19.12. 2011 – Savona
Am Busbahnhof in München/Fröttmaning
hieß es erst einmal auf den Bus von Schmetterling Reisen warten und
wir verzogen uns in einen beheizten Warteraum, um Erfrierungen an
wichtigen Körperteilen zu vermeiden. Überpünktlich starteten wir
letztendlich noch vor 0.45 Uhr Richtung Savona (mit unserem netten
Bus-Team vom Juli!!!) und ich schlummerte auch sehr bald ein.
Irgendwann in der Nacht wurde ich durch das fehlende Schaukeln
unseres Busses wach und musste feststellen, dass wir im Stau standen
– und das am Ende dann zwei geschlagene Stunden lang! Aus diesem
Grund erreichten wir dann auch erst mit einiger Verspätung Savona.
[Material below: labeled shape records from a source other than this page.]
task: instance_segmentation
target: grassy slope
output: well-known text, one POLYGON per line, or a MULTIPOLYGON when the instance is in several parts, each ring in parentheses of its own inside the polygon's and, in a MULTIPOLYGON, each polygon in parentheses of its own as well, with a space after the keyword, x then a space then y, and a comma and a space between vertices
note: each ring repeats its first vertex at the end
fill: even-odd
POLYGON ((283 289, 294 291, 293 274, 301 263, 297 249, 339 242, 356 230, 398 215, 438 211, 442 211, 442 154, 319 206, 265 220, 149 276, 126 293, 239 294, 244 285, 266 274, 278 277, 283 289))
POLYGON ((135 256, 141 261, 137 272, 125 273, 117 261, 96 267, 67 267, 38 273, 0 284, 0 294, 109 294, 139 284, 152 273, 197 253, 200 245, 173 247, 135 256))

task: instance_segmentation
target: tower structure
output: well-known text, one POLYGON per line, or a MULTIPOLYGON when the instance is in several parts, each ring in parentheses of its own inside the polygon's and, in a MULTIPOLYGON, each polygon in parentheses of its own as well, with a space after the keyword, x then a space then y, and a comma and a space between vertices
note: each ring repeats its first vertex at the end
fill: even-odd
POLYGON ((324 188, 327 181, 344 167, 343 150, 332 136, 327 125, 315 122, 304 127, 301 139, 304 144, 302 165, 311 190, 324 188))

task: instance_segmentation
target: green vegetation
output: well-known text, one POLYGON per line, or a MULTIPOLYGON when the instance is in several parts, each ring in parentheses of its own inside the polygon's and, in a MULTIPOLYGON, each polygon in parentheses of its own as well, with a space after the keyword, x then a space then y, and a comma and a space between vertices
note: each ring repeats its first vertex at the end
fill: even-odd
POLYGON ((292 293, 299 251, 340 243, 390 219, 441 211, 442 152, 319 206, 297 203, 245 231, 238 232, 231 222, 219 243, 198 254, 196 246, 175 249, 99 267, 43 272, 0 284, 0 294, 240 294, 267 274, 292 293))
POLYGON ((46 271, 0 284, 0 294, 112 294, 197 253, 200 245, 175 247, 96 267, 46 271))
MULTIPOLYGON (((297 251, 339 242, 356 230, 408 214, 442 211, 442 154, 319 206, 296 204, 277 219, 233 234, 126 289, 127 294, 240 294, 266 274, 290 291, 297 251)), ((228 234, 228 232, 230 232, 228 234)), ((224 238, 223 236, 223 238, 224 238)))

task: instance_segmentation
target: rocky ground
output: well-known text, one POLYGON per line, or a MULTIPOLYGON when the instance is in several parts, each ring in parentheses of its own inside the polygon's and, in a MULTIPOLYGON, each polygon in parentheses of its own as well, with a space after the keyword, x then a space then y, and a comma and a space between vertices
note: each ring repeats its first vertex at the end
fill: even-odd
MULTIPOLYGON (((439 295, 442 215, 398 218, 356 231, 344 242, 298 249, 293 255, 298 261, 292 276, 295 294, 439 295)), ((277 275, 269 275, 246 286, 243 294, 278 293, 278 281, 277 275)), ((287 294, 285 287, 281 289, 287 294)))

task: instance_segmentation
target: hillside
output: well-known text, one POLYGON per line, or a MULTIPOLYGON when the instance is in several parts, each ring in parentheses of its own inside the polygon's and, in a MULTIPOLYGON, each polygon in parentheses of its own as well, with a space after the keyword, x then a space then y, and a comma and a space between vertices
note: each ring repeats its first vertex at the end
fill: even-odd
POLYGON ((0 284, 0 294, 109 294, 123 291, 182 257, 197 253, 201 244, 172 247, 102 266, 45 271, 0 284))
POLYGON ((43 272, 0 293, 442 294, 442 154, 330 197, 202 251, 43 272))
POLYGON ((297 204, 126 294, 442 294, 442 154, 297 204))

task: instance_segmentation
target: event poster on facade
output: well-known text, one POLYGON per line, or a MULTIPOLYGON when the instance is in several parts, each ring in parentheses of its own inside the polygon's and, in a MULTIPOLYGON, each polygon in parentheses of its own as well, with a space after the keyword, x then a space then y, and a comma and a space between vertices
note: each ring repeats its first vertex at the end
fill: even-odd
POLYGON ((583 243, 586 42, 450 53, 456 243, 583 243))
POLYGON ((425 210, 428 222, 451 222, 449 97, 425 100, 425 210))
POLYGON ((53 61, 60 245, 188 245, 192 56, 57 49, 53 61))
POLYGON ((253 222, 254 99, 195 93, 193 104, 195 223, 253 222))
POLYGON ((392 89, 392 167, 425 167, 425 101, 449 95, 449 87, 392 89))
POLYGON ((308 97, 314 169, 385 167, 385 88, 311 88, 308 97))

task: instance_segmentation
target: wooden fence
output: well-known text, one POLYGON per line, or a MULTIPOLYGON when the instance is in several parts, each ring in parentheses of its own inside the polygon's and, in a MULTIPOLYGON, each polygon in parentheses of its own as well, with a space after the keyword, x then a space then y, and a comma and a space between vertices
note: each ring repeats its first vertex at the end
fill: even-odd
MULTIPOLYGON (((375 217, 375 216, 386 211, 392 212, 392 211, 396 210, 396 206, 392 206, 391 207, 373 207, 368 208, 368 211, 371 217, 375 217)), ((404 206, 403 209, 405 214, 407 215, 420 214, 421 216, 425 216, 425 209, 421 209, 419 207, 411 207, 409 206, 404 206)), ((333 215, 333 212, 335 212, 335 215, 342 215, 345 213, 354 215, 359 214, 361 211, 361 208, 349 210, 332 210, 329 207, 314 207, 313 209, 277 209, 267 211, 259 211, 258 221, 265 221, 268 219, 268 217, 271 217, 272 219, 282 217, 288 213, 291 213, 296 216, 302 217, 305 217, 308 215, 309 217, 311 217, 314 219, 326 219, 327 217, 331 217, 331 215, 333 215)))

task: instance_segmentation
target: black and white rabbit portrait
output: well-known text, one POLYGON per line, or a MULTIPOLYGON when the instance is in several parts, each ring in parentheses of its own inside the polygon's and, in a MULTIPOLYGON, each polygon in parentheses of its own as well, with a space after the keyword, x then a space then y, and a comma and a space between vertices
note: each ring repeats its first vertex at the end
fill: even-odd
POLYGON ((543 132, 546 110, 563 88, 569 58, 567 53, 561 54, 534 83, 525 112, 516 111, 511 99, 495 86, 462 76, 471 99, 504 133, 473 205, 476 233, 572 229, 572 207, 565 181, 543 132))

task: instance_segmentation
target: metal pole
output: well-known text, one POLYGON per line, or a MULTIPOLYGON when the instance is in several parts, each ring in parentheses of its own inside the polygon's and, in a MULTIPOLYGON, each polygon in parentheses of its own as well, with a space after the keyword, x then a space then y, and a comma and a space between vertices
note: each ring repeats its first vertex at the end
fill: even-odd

Aber wen interessierte das schon? Als wir bei strahlend blauem Himmel
und ca. 10°C gegen 12.45 Uhr den Hafen von Savona erreichten und
dort „unsere“ Concordia und die Costa Serena liegen sahen war mir
alles egal. Endlich wieder Schiff – das war alles was in diesem
Moment zählte!
Die Zeit bis zur Einschiffung
vertrieben wir uns im Hafenterminal und um 13.30 Uhr waren wir dann
auch schon zu Hause... ähm... an Bord.
Als erstes machten wir uns auf die
Suche nach unseren Kabinen und das erste Mal musste ich nach unten
anstatt wir gewohnt nach oben gehen. Wir hatten aufgrund finanzieller
Überlegungen dieses Mal (und auch das erste und letzte Mal!!!) eine
Innenkabine gebucht. Wenn man zwei Kreuzfahrten auf einmal bucht,
dann muss man eben auch gewisse Abstriche machen und unsere
supergeile Heckkabine auf der Costa Luminosa im April/Mai 2012 wird
mich hoffentlich dann auch für die neun Tage im „Loch“
entschädigen. Ganz ehrlich, beim ersten Anblick unserer Kabine Nr.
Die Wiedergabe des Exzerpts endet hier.